I'm using Ant 1.7.0, JDK 1.6.0_16, and a stylesheet based on the identity:
<xsl:stylesheet xmlns:xsl="http://www.w3.org/1999/XSL/Transform" version="1.0">
<xsl:output method="xml" encoding="UTF-8" cdata-section-elements="string" />
<xsl:template match="#*|node()">
<xsl:copy>
<xsl:apply-templates select="#*|node()"/>
</xsl:copy>
</xsl:template>
</xsl:stylesheet>
Basically, "string" nodes that look like:
<string><![CDATA[]]></string>
are being processed into:
<string/>
From reading XSLT FAQs, I can see that what is happening is legal as far as the XSLT spec is concerned. Is there any way I can prevent this from happening and convince the XSLT processor to emit the CDATA section?
Found a solution:
<xsl:template match="string">
<xsl:element name="string">
<xsl:text disable-output-escaping="yes"><![CDATA[</xsl:text><xsl:value-of select="text()" disable-output-escaping="yes" /><xsl:text disable-output-escaping="yes">]]></xsl:text>
</xsl:element>
</xsl:template>
I also removed the cdata-section-elements attribute from the <xsl:output> element.

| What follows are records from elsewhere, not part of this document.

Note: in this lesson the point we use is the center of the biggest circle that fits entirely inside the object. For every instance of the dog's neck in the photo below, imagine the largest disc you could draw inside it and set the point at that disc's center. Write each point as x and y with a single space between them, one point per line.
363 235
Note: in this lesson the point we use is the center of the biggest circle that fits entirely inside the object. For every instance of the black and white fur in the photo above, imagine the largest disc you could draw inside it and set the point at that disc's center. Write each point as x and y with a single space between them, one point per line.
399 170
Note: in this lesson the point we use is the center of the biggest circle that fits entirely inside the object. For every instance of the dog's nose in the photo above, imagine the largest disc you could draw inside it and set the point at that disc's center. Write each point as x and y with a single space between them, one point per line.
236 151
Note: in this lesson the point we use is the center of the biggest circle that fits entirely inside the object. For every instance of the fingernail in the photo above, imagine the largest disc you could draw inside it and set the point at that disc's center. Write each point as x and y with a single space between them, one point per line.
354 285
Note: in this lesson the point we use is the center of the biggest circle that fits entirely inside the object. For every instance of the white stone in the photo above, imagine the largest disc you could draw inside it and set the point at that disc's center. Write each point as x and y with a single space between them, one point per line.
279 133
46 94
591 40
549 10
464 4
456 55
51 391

Basically, since the CDATA sections are significant to the next tool in the chain, I take output them manually.
To do this, you'll need to add a special case for empty string elements and use disable-output-escaping. I don't have a copy of Ant to test with, but the following template worked for me with libxml's xsltproc, which exhibits the same behavior you describe:
<?xml version="1.0" encoding="UTF-8"?>
<xsl:stylesheet version="1.0" xmlns:xsl="http://www.w3.org/1999/XSL/Transform">
<xsl:output method="xml" indent="yes" omit-xml-declaration="yes" cdata-section-elements="string"/>
<xsl:template match="string">
<xsl:choose>
<xsl:when test=". = ''">
<string>
<xsl:text disable-output-escaping="yes"><![CDATA[]]></xsl:text>
</string>
</xsl:when>
<xsl:otherwise>
<xsl:copy-of select="."/>
</xsl:otherwise>
</xsl:choose>
</xsl:template>
<xsl:template match="#*|node()">
<xsl:copy>
<xsl:apply-templates select="#*|node()"/>
</xsl:copy>
</xsl:template>
</xsl:stylesheet>
Input:
<input>
<string><![CDATA[foo]]></string>
<string><![CDATA[]]></string>
</input>
Output:
<input>
<string><![CDATA[foo]]></string>
<string><![CDATA[]]></string>
</input>
Once the XML parser has finished with the XML, there is absolutely no difference between <![CDATA[abc]]> and abc. And the same is true for an empty string - <![CDATA[]]> resolves to nothing at all, and is silently ignored. It has no representation in the XML model. In fact, there is no way to tell the difference from CDATA and regular strings, and neither has any representation in the XML model.
Sorry.
Now, why would you want this? Perhaps there is another solution which can help you?